London, Jan 1 (Job Freaker) – On January 1, a report revealed that Saudi Arabia’s Public Investment Fund played a big part in the nearly $124 billion spent by sovereign wealth funds globally last year, making up around 25% of the total amount.
In 2023, PIF’s significant expenditure of $31.5 billion stands out when compared to the total of $123.8 billion spent by all sovereign wealth funds. This data is sourced from the initial annual report by Global SWF, a renowned expert in tracking the activities of the world’s sovereign investment funds.
The global stock surge in the previous year contributed to a record $11.2 trillion in assets managed by sovereign wealth funds worldwide. The report highlights a historic high of $25.9 billion in sovereign-controlled spending on the energy transition, covering activities like green hydrogen and lithium mining in 2023. However, it’s worth noting that despite these records, the overall spending by sovereign wealth funds in 2023 was 21% lower than in 2022.
The report suggests a possibly overly cautious stance among these institutions, given the abundance of available capital, as noted by Diego López, the managing director of Global SWF. Singapore’s GIC, a leading spender for the past six years, reduced its investments by 48% in 2023, despite a substantial $144 billion inflow from the country’s central bank. Notably, Gulf funds expanded their dealmaking influence, overtaking Canadian and Singaporean funds, and now represent almost 40% of the investment value deployed by sovereign wealth funds.
Information from organizations like Global SWF is closely monitored, given that not all sovereign funds publish annual reports. Interestingly, five out of the top 10 sovereign funds do not disclose the precise total of their assets under management, making such data particularly valuable for understanding the landscape of sovereign wealth funds.
GAMING AND SPORT
While Global SWF’s report didn’t provide specific details on individual investments by Saudi Arabia’s PIF, the fund’s notable expenditures in soccer and golf have captured attention in the sports realm. In June, Saudi Crown Prince Mohammed bin Salman declared that PIF would assume control of the nation’s four major soccer clubs—Al-Ittihad, Al-Ahli, Al-Hilal, and Cristiano Ronaldo’s Al-Nassr—making a significant impact on the sporting landscape.
In a surprising move in June, Saudi Arabia made headlines in the golf world by proposing a merger between the PGA Tour, DP World Tour, and the competing LIV circuit, supported by the Saudi PIF. However, the finalization of this merger is still pending.Beyond sports, the Kingdom’s major investments span various sectors, with 42% of this spending directed domestically. Notable acquisitions included a $4.9 billion investment in the U.S. gaming company Scopely, a $3.6 billion purchase of Standard Chartered’s aircraft leasing division, and a $3.3 billion investment in the steelmaker Hadeed.

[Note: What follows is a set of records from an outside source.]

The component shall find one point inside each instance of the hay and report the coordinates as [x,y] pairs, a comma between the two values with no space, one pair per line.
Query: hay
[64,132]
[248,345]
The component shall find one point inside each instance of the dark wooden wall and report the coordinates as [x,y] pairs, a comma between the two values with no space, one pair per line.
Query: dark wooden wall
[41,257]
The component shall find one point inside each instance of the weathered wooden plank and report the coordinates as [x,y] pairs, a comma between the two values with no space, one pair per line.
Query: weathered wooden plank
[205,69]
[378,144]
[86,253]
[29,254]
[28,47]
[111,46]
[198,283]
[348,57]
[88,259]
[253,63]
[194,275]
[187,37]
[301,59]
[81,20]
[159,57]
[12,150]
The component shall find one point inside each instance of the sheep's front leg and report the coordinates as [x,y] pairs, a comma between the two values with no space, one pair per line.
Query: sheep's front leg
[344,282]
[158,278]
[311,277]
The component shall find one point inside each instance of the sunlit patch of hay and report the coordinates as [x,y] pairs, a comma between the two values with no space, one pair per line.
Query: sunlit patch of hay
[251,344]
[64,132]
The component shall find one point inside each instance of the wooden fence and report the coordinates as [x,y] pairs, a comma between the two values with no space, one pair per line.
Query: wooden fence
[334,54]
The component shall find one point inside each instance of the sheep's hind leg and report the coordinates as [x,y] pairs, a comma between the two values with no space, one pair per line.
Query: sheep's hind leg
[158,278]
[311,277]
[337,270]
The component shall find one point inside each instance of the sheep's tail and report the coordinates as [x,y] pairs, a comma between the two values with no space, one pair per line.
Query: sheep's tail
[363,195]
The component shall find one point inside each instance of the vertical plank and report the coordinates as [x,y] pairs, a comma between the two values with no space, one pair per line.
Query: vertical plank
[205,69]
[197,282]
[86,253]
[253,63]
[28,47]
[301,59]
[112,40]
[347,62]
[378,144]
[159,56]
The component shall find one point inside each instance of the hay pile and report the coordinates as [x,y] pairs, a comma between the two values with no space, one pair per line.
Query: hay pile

Diego López notes that the diverse range of deals underscores the extensive capabilities of PIF and its subsidiaries, strategically casting a wide net to align with the goals of Saudi Vision 2030, the nation’s economic transformation plan.
The Global SWF report also outlines PIF’s ambitions, including plans to launch an airline and develop its own electric vehicle brand. With an $8.1 billion stake in gaming giants like Activision Blizzard, Electronic Arts, and Take-Two, the fund aims to position Saudi Arabia as a gaming hub.
Looking ahead to 2024, Global SWF anticipates state-owned investors, including sovereign wealth funds, central banks, and pension funds, to surpass the previous peak of $50.8 trillion in assets under management reached in 2021, factoring in the gains made over the past year.